Bullous lupus erythematosus is a subtype of acute cutaneous lupus erythematosus (ACLE) characterized by subepidermal vesiculobullous skin lesions. Dapsone is occasionally used as an adjunctive treatment of cutaneous lupus erythematosus and is thought to be particularly useful in patients with bullous disease. However, there is a dearth of studies in the literature evaluating its use, and published data are largely anecdotal. There are at least 19 patients with bullous ACLE reported in 12 case reports and series, and 17 (89%) showed improvement in their bullous lesions within days to weeks of initiation of 50 to 100 mg/d of dapsone therapy. One of the 2 patients reported as a nonresponder had progression of disease after a week of dapsone 50 mg/d, but developed abnormal liver enzymes when the dose was increased to 100 mg/d requiring discontinuation of therapy. Thus, it is difficult to determine whether dapsone may have been effective in this patient at a higher dose. Of the 17 patients reported as improving with dapsone, at least 8 (42%) had failed systemic glucocorticoid therapy, which prompted the addition of dapsone.
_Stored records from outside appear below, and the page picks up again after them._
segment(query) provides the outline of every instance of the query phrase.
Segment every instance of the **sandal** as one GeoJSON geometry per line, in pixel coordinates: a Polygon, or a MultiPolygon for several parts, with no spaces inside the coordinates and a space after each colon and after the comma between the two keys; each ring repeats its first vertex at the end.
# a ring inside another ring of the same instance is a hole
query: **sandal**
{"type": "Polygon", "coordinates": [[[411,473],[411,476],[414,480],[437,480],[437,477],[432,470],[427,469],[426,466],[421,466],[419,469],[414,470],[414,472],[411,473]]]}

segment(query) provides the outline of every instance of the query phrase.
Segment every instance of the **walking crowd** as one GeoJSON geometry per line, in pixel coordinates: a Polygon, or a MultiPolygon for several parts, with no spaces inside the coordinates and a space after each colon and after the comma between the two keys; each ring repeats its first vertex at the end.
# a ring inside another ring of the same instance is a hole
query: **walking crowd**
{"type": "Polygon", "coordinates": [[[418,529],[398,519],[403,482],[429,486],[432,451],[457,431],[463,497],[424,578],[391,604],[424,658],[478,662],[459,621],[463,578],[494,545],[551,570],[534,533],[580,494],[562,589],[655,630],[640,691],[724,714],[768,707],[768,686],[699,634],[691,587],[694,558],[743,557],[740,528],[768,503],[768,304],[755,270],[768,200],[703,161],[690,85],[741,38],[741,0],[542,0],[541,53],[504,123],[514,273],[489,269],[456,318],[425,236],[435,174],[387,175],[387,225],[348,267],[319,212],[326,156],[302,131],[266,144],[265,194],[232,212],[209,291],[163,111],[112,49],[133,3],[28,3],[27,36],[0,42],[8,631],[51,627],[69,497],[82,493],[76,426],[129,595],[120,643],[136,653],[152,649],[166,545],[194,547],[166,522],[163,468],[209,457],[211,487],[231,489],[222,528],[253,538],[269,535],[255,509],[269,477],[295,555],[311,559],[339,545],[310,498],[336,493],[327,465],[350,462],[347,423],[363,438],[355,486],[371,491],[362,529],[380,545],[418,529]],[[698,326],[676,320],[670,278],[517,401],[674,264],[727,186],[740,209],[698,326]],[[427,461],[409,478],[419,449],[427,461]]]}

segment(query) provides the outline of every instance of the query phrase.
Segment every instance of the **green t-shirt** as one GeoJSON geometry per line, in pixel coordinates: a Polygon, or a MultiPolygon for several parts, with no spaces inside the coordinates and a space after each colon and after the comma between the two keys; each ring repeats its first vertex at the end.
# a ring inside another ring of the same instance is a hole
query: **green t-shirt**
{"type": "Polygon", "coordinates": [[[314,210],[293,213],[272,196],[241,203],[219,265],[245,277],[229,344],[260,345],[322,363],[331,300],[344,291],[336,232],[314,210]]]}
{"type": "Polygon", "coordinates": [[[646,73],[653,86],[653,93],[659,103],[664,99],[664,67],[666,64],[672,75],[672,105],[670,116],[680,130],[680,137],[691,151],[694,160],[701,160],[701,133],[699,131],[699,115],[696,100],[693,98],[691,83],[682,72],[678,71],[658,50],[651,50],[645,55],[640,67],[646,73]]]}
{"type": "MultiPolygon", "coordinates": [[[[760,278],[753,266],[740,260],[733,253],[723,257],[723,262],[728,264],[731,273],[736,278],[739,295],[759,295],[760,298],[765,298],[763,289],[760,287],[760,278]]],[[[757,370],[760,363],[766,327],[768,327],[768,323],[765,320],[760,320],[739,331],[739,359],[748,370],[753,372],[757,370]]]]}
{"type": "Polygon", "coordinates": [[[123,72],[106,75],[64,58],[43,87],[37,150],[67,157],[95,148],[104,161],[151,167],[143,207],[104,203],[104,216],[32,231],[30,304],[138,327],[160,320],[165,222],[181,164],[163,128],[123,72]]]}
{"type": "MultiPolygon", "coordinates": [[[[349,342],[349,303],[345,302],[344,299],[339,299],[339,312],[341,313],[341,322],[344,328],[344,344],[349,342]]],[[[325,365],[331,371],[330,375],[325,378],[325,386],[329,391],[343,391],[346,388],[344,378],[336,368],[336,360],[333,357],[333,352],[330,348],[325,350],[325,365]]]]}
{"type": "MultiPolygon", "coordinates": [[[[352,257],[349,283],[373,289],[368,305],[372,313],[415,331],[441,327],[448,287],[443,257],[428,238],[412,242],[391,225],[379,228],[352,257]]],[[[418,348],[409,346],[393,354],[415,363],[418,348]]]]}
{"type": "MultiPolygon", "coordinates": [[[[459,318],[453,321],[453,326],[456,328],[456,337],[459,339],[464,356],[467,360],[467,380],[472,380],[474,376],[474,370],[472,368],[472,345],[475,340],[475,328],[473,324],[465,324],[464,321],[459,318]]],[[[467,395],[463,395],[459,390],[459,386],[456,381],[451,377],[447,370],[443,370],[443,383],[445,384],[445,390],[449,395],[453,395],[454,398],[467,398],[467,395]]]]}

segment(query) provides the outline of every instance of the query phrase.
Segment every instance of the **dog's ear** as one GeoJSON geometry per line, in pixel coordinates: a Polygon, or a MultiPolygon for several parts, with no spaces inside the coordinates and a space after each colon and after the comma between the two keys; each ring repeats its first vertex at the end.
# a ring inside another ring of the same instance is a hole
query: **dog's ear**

Epidermolysis bullosa acquista

Epidermolysis bullosa acquista (EBA) is an autoimmune blistering disease characterized by IgG autoantibodies that target type VII collagen. It is a rare disease without sex or racial predilection and has a prevalence of approximately 0.2 per million people. EBA is a notoriously difficult disease to treat and typically requires therapy with glucocorticoids and additional immunosuppressives such as methotrexate, mycophenolate, or azathioprine. Dapsone is occasionally used as an adjunctive treatment; although similar to bullous ACLE, published reports regarding dapsone’s effectiveness in adults are sparse. Hughes and Callen reported a patient who responded to dapsone 150 mg/d, after failing treatment with niacinamide, tetracycline, and systemic prednisone. Two single-patient case reports note improvement with the use of dapsone in combination with systemic steroids. A report published from Vienna in 1988 noted improvement with dapsone and corticosteroids in 2 of 3 patients, and a German study from 1994 reported a patient successfully treated with colchicine after failing to respond to dapsone. Cunningham and colleagues reported on a patient partially treated with colchicine who showed complete improvement after the addition of dapsone 50 mg/d. Overall, 6 of the 8 (75%) reported patients with EBA treated with dapsone responded to the medication.